Zheng Xiaolong jeta un coup d’œil à Hong Jun et à ses compagnes et lui répondit : « J’ai entendu dire que monsieur le directeur était un merveilleux joueur d’échecs ; je viens donc l’inviter à venir faire une partie dans mon bureau ! Je suis moi aussi un passionné malgré mon humble niveau et j’aime particulièrement jouer contre des joueurs talentueux. Je suis du genre “régulièrement battu, jamais découragé”, selon la vieille expression. Et si vous me demandez pourquoi, je vous dirais que c’est parce qu’on apprend toujours quelque chose avec un grand joueur. Monsieur Meng, le bureau de l’anti-corruption vous invite à une partie d’échecs : c’est une formule intéressante ; c’est ce que l’on appelle, à Hong Kong, être invité à prendre le café par la commission de lutte anti-corruption ! »

Le visage de Meng Jili s’assombrit : « Vous m’arrêtez ? demanda-t-il.

— Non, c’est une simple assignation, dit Zheng Xiaolong. Mais si vous refusez de me suivre, je ne réponds pas de ce qui pourrait arriver ! »

Meng Jili regarda Zheng Xiaolong droit dans les yeux : « Monsieur le procureur, j’espère que vous êtes conscient que ce n’est pas seulement votre chapeau de crêpe noir[107] que vous mettez en jeu.

— Je sais ! je sais ! C’est pourquoi je vous invite gentiment à venir faire une partie d’échecs. Après vous, je vous en prie !

Avant de le suivre, Meng Jili se retourna vers Hong Jun : « Finalement, tu ne joues pas si mal que ça !

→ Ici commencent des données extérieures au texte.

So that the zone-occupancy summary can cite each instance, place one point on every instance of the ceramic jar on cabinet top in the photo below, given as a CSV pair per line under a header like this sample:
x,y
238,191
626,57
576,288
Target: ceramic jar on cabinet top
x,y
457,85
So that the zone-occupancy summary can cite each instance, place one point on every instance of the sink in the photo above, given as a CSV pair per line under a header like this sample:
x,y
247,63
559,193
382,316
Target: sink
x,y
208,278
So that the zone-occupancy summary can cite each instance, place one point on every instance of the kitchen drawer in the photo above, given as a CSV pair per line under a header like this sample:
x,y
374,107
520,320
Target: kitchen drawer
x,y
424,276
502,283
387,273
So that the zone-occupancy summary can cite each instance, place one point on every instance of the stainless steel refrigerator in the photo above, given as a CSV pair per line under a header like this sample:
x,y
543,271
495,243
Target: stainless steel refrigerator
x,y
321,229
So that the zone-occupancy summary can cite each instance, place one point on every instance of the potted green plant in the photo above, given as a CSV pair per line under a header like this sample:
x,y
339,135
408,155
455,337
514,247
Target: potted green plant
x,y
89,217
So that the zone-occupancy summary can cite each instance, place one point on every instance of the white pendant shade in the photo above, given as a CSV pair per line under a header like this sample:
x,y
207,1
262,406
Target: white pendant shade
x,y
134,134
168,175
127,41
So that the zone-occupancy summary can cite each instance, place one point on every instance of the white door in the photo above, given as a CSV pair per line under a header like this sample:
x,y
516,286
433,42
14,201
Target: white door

— Vous me flattez, monsieur Meng, répondit ce dernier en souriant. En fait, ce coup-ci, sacrifier le canon et attaquer, est assez banal. Vous qui prétendez prévoir les quatre coups suivants, comment se fait-il que vous n’ayez pas compris que mon canon sur la ligne de fond n’était qu’une feinte ? À mon avis, vous avez perdu parce que vous étiez trop pressé de gagner !

— La partie n’est pas encore terminée ! » lança Meng Jili. Puis il sortit en compagnie de Zheng Xiaolong et de ses hommes.

À ce moment précis, Hong Jun eut l’impression d’avoir déjà rencontré les deux procureurs qui accompagnaient son ami. Où était-ce donc ? Tout à coup, il se souvint : c’était les deux personnes qu’il avait vues avec Luo Taiping, dans la montagne près du Temple de Shengguo.